Homélie du 5ème dimanche

du temps ordinaire

7 février 2010 (C)

                                         

« Faut-il vraiment tout laisser »  pour suivre Jésus ? Ne faut-il pas plutôt apprendre à Le chercher, à Le reconnaître, à Le suivre, au cœur  même de nos lieux de vie, dans la banalité de notre quotidien, dans ceux  que nous n’avons pas choisis et avec lesquels nous vivons, membres de notre famille ou membres de notre communauté ?

Il semble bien que la réponse soit « oui », car Jésus n’est jamais ailleurs que là où nous sommes. Inutile donc de tout abandonner pour répondre à son appel, au contraire.

Si la tradition, l’évangile, l’ancien testament , foisonnent d’exemples de femmes et d’hommes qui ont répondu à Son Appel, c’est bien pour nous aider à nous interroger sur notre propre vocation.

Les trois textes de ce jour nous présentent trois appels bien différents.

Isaïe, dans une vision toute apocalyptique, entre en relation avec la Toute Puissance du Seigneur de l’univers. Son appel prend une forme particulièrement  surnaturelle, faisant intervenir les Séraphins.

Paul, aussi, est appelé, dans une vision, par le  Christ Ressuscité. Il sait reconnaître la force agissante de la grâce en lui et ne retient rien pour lui-même.

Simon Pierre est appelé de façon beaucoup plus simple, beaucoup plus humaine, a-t-on envie de dire, même si le surnaturel ne manque pas dans ‘la pêche miraculeuse’.
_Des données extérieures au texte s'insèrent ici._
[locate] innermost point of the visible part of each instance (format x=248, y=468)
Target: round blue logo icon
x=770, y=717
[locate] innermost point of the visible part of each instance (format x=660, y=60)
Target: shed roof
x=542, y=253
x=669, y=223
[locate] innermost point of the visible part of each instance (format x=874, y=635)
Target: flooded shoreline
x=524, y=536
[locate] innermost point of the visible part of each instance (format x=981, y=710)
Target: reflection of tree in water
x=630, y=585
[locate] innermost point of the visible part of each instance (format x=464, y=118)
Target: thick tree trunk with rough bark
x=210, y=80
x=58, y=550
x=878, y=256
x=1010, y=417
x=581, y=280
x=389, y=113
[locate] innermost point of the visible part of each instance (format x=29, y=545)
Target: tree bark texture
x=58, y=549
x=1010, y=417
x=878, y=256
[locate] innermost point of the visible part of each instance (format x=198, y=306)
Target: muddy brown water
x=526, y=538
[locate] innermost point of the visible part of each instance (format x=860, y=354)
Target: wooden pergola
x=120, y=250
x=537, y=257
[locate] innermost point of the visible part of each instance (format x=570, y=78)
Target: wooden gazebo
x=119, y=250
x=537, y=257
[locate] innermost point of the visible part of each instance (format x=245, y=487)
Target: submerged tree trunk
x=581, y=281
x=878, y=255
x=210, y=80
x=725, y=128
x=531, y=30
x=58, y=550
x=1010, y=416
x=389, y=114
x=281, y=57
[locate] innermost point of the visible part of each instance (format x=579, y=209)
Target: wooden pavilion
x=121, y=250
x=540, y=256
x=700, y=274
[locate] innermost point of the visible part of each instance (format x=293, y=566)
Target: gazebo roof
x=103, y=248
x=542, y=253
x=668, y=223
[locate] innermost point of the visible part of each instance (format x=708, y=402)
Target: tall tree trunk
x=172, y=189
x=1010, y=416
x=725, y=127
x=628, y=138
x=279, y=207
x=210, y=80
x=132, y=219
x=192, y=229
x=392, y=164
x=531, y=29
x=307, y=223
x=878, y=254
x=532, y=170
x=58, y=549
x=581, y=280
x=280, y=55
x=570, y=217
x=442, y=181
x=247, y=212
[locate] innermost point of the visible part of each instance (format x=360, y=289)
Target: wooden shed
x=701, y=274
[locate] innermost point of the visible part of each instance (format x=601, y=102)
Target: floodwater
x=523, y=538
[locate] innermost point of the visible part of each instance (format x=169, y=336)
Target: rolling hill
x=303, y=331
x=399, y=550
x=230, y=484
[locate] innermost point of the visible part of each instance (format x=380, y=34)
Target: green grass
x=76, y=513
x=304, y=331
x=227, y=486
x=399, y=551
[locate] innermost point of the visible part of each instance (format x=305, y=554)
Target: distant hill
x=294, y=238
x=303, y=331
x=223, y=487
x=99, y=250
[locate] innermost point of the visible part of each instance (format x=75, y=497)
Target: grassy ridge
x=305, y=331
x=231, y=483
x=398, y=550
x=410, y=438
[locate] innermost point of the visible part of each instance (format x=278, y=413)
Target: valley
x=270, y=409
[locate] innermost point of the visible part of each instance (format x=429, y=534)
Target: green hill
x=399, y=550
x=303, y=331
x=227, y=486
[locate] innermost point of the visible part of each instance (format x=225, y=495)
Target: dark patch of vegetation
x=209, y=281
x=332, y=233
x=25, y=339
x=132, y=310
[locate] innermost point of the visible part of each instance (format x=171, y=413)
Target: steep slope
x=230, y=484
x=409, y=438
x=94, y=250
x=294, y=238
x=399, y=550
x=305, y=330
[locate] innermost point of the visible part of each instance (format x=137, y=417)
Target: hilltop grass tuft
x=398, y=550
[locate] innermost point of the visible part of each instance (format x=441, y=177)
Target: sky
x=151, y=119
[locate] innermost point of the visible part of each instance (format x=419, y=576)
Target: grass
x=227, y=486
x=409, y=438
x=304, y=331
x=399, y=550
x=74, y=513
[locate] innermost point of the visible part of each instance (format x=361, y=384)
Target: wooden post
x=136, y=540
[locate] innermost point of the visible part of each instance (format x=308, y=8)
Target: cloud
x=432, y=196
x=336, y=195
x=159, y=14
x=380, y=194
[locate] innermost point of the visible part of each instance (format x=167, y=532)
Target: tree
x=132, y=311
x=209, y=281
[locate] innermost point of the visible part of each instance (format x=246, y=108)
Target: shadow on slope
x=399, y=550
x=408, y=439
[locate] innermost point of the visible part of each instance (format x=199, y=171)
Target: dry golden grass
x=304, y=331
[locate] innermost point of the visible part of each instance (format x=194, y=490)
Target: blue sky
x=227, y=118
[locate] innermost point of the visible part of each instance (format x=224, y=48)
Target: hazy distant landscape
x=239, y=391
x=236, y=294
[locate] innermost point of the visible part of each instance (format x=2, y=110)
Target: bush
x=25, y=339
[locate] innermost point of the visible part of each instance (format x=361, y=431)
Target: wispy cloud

Mais, en écoutant répondre ceux qui sont appelés, il est un point fondamental sur lequel ils se rejoignent. Isaïe s’exclame: « Malheur à moi ! Je suis perdu, car je suis un homme aux lèvres impures, j’habite au milieu d’un peuple aux lèvres impures ». Paul reconnaît de son côté: « je ne suis pas digne d’être appelé Apôtre, puisque j’ai persécuté l’Eglise de Dieu. » Et Simon Pierre tombe aux pieds de Jésus, en disant : « Seigneur, éloigne-toi  de moi, car je suis un homme pécheur. »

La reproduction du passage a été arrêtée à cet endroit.